Entity category discrimination layer based on hyperbolic space: in fact, parameters, operations and similarities in the entity type discrimination layer of the Euclidean space are replaced by parameters, operations and similarities in the hyperbolic space. Given an entity candidate m, then the representation vector for that entity candidate is:

here, the

Is a network full connection parameter, b₁And b₂Represents a Bias (Bias) parameter that,

representing the activation function in a hyperbolic space,

is a Mobius addition operation. If C represents a set of classes containing None, the probability that the entity candidate m belongs to class C is

Wherein K (e)_m,y_c) Hyperbolic distance induced similarity. Note that this is different from the intermediate inner product operation in the euclidean space.

Example 3

In an optional embodiment, the obtaining at least one entity candidate region in the text sequence to be recognized based on at least one entity boundary word includes: acquiring a preset number of entity boundary words adjacent to the entity boundary words from a text sequence to be recognized; acquiring background representation vectors of the entity boundary words, and respectively obtaining similarity between the background representation vectors of the entity boundary words and the corresponding adjacent preset number of the entity boundary words; and acquiring a corresponding entity candidate region based on the similarity. Respectively determining a starting boundary word and an ending boundary word of a corresponding entity candidate region from entity boundary words of a text sequence to be recognized and adjacent preset number of entity boundary words of the entity boundary words based on the similarity; and determining a corresponding entity candidate area based on the starting boundary word and the ending boundary word. Specifically, in the scheme, after the entity boundary words are obtained, the start boundary words and the end boundaries of the entity candidate regions are directly determined based on the entity boundary words, and then the corresponding entity candidate regions are obtained.

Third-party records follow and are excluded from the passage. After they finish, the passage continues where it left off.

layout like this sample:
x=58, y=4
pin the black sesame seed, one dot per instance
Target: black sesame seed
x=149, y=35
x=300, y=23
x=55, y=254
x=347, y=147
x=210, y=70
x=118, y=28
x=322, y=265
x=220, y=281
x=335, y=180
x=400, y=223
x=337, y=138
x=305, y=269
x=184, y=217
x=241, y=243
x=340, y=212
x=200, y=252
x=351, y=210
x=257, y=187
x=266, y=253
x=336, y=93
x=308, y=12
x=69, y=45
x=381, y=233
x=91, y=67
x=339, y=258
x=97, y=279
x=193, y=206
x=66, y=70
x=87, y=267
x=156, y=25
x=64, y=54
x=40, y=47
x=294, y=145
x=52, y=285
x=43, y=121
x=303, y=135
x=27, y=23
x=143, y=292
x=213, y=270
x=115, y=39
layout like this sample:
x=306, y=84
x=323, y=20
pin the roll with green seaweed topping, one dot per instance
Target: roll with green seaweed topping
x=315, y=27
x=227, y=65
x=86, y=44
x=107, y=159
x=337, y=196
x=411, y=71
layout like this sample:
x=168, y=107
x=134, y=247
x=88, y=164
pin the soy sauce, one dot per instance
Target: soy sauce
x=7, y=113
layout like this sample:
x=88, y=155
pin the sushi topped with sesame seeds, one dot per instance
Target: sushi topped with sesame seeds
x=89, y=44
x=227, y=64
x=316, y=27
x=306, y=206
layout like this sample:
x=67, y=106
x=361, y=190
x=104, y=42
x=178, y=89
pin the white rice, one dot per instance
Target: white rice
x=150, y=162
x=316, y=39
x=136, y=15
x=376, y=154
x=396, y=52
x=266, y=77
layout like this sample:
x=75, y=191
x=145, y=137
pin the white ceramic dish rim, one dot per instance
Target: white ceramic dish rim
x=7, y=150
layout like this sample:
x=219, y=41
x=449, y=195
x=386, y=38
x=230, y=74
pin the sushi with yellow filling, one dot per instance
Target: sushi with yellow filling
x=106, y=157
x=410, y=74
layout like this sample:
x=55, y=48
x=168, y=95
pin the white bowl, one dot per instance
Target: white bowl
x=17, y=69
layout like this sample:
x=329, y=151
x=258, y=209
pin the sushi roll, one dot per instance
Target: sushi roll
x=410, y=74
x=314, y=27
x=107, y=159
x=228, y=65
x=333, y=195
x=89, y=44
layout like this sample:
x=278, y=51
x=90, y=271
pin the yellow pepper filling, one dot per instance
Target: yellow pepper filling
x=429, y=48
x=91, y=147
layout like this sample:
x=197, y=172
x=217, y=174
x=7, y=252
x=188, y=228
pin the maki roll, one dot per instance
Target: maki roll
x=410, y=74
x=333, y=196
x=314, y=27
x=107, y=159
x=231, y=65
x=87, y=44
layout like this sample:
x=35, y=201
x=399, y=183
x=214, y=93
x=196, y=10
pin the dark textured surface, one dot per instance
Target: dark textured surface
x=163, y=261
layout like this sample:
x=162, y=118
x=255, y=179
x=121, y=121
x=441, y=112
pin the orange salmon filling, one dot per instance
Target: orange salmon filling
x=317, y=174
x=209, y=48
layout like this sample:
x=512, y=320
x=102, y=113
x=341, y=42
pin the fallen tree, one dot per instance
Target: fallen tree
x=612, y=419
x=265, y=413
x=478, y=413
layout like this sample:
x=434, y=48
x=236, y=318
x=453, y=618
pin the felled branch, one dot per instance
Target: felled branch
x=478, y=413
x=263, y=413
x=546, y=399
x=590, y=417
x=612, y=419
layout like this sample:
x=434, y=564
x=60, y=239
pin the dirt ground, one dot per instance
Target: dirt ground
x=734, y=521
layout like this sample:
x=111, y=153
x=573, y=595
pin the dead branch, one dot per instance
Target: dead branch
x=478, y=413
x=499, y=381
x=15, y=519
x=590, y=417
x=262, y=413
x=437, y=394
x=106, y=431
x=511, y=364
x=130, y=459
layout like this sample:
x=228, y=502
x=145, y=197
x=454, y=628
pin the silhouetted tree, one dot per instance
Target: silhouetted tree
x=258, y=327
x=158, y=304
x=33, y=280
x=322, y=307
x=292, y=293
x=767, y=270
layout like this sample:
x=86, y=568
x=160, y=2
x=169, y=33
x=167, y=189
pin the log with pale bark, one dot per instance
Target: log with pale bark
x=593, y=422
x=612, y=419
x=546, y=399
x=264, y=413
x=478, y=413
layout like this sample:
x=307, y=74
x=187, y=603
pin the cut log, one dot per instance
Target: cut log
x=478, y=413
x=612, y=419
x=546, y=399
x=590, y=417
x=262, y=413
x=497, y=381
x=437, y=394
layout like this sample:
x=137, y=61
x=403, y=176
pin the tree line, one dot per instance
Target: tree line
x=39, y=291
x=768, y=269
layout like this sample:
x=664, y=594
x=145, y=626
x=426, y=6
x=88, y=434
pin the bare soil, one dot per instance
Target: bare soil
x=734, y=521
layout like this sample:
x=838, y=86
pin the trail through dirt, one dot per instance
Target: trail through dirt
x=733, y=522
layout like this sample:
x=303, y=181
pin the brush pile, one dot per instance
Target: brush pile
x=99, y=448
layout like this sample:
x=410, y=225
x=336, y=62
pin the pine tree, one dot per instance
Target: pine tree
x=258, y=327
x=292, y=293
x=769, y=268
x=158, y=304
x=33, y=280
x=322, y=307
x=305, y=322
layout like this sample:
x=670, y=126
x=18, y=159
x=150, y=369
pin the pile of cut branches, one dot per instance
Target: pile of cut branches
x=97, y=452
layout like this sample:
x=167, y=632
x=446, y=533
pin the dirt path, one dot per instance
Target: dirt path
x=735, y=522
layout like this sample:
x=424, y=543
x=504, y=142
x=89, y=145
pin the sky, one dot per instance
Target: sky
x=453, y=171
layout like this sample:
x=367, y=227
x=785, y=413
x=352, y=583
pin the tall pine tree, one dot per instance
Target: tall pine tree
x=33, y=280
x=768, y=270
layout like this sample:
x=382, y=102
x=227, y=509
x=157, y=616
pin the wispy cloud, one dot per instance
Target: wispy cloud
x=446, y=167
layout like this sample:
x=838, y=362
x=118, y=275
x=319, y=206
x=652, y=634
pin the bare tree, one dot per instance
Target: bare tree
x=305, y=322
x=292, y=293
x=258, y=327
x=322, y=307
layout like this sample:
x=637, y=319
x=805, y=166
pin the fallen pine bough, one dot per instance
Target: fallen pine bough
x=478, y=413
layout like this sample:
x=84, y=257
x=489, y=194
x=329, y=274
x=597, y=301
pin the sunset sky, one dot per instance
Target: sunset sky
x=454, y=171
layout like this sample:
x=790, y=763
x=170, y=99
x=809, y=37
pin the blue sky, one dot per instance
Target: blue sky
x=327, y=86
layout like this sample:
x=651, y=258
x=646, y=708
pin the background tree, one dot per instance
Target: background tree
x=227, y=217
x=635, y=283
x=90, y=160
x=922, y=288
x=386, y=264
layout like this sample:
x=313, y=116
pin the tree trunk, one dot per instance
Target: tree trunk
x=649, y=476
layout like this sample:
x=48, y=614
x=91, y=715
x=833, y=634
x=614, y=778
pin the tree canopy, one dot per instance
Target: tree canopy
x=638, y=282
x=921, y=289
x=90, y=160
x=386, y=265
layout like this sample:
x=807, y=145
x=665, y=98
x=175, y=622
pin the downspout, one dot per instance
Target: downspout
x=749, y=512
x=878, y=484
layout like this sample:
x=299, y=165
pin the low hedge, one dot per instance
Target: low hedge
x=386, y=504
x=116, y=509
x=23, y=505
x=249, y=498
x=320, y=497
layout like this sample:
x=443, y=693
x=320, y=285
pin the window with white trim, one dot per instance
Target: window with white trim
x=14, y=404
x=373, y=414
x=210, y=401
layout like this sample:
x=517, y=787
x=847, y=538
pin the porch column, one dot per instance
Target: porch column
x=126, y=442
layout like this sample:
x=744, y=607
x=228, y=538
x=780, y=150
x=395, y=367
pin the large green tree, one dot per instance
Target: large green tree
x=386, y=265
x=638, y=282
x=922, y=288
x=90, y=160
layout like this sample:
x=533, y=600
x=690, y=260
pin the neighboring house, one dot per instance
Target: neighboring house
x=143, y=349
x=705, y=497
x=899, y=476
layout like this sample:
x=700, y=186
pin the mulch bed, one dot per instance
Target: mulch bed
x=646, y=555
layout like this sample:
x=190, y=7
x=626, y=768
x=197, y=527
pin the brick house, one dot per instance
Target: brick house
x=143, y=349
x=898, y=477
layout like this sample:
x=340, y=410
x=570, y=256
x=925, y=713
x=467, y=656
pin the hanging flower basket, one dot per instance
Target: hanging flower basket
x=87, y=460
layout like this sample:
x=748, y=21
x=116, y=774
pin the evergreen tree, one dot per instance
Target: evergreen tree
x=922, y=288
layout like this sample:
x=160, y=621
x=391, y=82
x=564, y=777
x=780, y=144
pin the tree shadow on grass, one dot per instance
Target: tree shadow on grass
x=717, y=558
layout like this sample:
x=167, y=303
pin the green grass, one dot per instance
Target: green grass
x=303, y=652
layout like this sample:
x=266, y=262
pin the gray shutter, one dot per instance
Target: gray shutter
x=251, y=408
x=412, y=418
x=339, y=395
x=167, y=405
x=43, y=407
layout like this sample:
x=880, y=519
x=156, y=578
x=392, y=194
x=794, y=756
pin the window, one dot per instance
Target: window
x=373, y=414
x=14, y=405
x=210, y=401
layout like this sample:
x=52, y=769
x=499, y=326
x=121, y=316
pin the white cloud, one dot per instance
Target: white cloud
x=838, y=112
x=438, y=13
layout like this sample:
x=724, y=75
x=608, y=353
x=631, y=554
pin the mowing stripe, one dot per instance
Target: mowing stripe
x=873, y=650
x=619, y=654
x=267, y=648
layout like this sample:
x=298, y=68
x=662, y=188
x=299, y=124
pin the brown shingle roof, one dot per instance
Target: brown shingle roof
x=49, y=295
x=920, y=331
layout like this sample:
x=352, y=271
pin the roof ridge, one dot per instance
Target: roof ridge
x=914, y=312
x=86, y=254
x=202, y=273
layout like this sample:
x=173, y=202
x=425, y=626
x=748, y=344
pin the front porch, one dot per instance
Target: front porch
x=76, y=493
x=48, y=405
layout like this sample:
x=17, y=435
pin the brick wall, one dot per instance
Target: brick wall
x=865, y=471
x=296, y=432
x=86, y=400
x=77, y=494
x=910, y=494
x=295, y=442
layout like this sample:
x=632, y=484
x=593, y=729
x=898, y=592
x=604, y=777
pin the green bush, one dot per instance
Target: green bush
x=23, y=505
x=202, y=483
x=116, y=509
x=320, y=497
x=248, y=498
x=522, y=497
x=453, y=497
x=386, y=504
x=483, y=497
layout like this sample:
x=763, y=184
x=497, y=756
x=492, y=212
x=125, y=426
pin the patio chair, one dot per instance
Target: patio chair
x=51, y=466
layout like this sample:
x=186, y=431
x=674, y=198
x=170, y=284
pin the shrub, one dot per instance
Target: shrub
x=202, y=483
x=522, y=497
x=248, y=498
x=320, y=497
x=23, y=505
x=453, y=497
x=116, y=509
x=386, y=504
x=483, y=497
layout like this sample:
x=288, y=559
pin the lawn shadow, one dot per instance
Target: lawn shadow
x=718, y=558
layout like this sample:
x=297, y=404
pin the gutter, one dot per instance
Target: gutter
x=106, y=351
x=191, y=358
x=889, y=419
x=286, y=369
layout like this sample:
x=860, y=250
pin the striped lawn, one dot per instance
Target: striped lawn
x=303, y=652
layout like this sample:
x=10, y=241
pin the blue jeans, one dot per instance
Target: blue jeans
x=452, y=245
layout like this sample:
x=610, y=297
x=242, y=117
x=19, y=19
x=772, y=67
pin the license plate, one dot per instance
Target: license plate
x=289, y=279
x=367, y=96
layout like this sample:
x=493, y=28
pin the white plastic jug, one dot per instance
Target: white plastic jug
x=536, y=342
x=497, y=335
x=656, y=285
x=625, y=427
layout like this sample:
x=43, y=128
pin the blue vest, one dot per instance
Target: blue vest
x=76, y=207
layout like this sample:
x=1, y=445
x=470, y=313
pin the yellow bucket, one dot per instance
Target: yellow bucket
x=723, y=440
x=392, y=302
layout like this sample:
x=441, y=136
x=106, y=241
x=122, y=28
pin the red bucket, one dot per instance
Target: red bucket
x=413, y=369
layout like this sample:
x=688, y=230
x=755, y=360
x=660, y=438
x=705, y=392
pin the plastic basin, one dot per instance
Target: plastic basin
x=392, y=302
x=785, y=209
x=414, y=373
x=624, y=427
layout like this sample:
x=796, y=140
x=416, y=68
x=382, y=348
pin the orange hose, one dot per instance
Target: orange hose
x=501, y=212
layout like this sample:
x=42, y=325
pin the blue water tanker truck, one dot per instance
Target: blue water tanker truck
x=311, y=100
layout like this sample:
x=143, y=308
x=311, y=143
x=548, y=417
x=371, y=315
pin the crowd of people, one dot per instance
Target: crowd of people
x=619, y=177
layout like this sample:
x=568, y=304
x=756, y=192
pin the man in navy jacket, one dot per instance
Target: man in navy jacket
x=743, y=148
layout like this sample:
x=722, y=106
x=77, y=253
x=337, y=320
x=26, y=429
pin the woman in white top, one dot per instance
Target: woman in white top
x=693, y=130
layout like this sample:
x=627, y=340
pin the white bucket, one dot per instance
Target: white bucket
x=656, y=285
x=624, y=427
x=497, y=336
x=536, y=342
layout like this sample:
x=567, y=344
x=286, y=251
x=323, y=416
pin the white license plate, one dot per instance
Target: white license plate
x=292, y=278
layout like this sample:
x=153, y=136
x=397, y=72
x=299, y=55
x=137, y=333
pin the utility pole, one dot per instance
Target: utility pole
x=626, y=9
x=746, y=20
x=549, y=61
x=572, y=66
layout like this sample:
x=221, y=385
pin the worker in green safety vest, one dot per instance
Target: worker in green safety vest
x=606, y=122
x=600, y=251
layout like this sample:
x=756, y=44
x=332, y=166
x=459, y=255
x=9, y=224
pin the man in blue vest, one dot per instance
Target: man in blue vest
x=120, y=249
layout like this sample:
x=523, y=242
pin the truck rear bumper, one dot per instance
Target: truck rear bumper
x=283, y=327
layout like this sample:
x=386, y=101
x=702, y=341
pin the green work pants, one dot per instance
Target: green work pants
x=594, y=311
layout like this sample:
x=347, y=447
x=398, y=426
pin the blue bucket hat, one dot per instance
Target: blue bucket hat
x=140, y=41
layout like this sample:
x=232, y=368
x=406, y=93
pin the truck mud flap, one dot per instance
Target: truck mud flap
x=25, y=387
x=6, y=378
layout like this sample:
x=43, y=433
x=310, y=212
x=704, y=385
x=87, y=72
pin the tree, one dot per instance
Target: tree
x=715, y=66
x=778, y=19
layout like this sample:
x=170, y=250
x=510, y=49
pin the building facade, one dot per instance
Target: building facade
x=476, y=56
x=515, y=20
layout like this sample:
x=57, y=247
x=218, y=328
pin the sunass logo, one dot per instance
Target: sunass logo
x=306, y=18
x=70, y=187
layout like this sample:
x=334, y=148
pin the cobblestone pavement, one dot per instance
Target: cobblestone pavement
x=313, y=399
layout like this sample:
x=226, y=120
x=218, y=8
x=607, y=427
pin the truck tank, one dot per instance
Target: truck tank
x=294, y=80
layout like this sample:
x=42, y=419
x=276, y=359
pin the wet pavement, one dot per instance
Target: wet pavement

As shown in fig. 17, the difference between the model implementing the scheme and the models in the first two embodiments is mainly the entity candidate detector module, and the entity candidate detector module in the scheme is composed of three modules, namely an entity boundary word detection layer, a nearest word discovery layer and an entity candidate identification layer, wherein:

1. and an entity boundary word detection layer, which detects possible entity boundary words in the input text sequence, and the entity boundary word detection layer is consistent with the entity boundary word detection layers in the first two embodiments.

2. And in the nearest word discovery layer, the module uses the detected entity boundary words as anchor words, and then finds out each entity boundary word and the first K words nearest to the entity boundary word by using a Local Sensitive Hash (Local Sensitive Hash) technology, wherein K < < L, and L is the length of the text sequence to be recognized.

3. The entity candidate recognition layer calculates similarity scores of each anchor word and K entity boundary words before the anchor word is closest to the anchor word, and the anchor word and the adjacent entity boundary word with the maximum similarity score form an entity candidate boundary word pair, namely an initial boundary word and a termination boundary word;

the execution process of the nearest word discovery layer and the entity candidate recognition layer is repeated H times (e.g., H ═ 2). And finally collecting and outputting all entity candidates.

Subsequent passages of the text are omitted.